Zcoin, a crypto focussed on anonymity, might not be a top coin, not even in the top 100 in fact, with a modest market capitalization of just over $28 million, as per coinmarketcap.com. But the young currency is making all the right sounds. It has taken a very public stance against big companies that make profits from crypto mining. It is looking to introduce a mining algorithm, the Merkle Tree Proof, that they claim will be able to counteract the benefits of making use of any specialized machines, Thus leveling the playing field against those who use ASIC devices and the big companies run them.
It hopes this will encourage everyday users to get back into cryptocurrency mining and make it worth it for them.
How Does It Work?
Zcoin works similarly to Bitcoin, with an added option for ensuring user anonymity. To give an example, say a user needs to pay 10 Zcoins. They are given 10 Zerocoins by the system. To use this coin those Zerocoins must now be returned and redeemed as Zcoins. This means that the coins are without any transaction history and the total supply is still maintained, only the sender and receiver of the transaction are party to this.
The blockchain is still able to maintain its integrity by checking that both, one who are party to a particular transaction should be able to, without needing to disclose any extra information, undisputedly, prove their legitimacy to anyone – a zero-knowledge proof. Their algorithm is able to understand and confirm when the coin has been used, burned or redeemed, but doesn't know the amount.
What Is The Merkle Tree
The people at Zcoin seem to be on a crusade to rid the crypto sphere of ASIC (application-specific integrated circuit) devices. These are highly specialized computers that are created to effectively mine cryptos. According to Zcoin, these machines are extremely efficient, in fact about 30,000 times more, at generating cryptocurrency than a standard laptop or computer. This makes it really hard for everyday ordinary users to think about its viability. Even if a user purchases one of these machines, the odds are still stacked against them as mining companies generally run hundreds if not thousands of these machines.

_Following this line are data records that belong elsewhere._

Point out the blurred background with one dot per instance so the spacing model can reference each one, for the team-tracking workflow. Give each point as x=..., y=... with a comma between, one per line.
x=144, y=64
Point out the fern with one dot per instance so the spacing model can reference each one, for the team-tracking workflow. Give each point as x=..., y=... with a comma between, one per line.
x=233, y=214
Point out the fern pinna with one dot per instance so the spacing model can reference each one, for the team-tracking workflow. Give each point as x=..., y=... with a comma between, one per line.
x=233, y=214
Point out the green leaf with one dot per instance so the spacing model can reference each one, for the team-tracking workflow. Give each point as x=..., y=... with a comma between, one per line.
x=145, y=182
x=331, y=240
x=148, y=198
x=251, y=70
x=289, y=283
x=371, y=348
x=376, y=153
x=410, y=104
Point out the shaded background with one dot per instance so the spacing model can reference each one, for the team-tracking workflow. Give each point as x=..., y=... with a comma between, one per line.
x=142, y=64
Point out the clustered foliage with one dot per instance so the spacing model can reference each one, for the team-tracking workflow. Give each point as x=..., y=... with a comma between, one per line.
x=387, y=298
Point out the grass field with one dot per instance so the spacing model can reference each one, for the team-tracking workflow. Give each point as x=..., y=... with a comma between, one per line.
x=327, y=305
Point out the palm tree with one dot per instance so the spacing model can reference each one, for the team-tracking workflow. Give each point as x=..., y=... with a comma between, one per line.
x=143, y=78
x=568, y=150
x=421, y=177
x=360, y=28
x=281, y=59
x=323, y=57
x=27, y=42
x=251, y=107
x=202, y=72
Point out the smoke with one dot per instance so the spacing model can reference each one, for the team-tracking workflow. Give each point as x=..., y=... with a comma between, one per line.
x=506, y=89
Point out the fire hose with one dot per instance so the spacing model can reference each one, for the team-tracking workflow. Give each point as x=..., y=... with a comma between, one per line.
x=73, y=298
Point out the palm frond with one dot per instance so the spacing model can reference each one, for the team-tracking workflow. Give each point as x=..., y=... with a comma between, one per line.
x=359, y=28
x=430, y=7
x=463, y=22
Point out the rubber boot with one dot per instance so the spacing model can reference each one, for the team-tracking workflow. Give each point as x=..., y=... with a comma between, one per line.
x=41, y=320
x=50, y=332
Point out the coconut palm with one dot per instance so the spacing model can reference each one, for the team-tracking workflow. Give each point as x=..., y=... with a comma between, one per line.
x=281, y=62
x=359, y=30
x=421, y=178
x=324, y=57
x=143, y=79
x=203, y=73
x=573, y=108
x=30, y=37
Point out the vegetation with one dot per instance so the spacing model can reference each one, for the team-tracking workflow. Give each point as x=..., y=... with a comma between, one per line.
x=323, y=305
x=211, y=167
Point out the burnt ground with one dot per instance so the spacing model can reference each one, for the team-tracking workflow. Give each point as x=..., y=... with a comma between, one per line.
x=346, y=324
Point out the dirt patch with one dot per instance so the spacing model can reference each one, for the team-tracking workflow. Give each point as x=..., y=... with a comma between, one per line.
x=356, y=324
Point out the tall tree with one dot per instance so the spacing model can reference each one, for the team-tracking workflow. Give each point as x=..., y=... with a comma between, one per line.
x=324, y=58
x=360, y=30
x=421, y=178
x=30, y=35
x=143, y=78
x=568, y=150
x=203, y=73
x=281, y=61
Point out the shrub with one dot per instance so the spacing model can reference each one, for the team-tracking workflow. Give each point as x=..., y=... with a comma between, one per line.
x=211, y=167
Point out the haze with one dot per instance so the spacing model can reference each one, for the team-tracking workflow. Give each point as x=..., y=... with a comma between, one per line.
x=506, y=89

Such companies coupled with botnets, a network of devices which have been infected by a hacker to access system resources to mine a cryptocurrency without the knowledge of its owner, are giving the industry a bad reputation. Zcoin feels these ‘cheaters’ need to be weeded out. The more egalitarian solution is their new mining algorithm, the Merkle Tree Proof[MTP]. The companies website states that “The basic concept is that it should establish the same price/cost for a single computation unit on all platforms. This means that no single device should gain a significant advantage over another”.
MTP looks to ensure that all miners are using similar specific hardware. It gets around the advantages of ASIC devices by its intense use of memory and linking all its tasks to certain procedures. Due to this, the performance of a machine is dramatically altered, something that will surely be noticed by any user, should a botnet attempt to use the machine to mine its coin.
Merkle Tree has a branching data structure where successive data blocks are results of the previous ones in the chain. As one might imagine this gives it a tree-like structure. In a Merkle Tree, the original(root) hash code, the identity code which has been assigned to a particular block of data permanently, can be tracked to and fro any branch. This makes identification easy and reliable without needing data about the network to be stored on a computer somewhere.
Not Walking Alone
Indeed, Zcoin is not alone in looking to correct this imbalance. Earlier in the year, the Monero team, a coin also focused on anonymity, warned mining corporations off selling ASIC devices that are focussed on mining their coin. They plan on doing so by changing the coin’s code on a regular basis. Another minor company called Obelisk has launched their cryptocurrency called Siacoin. They have also taken a stand against the practices of businesses towards monopolizing mining.
It will certainly be interesting to note which side public opinion sways; should companies such as Bitmaindesist from making these machines or should coins stop worrying about how they are mined.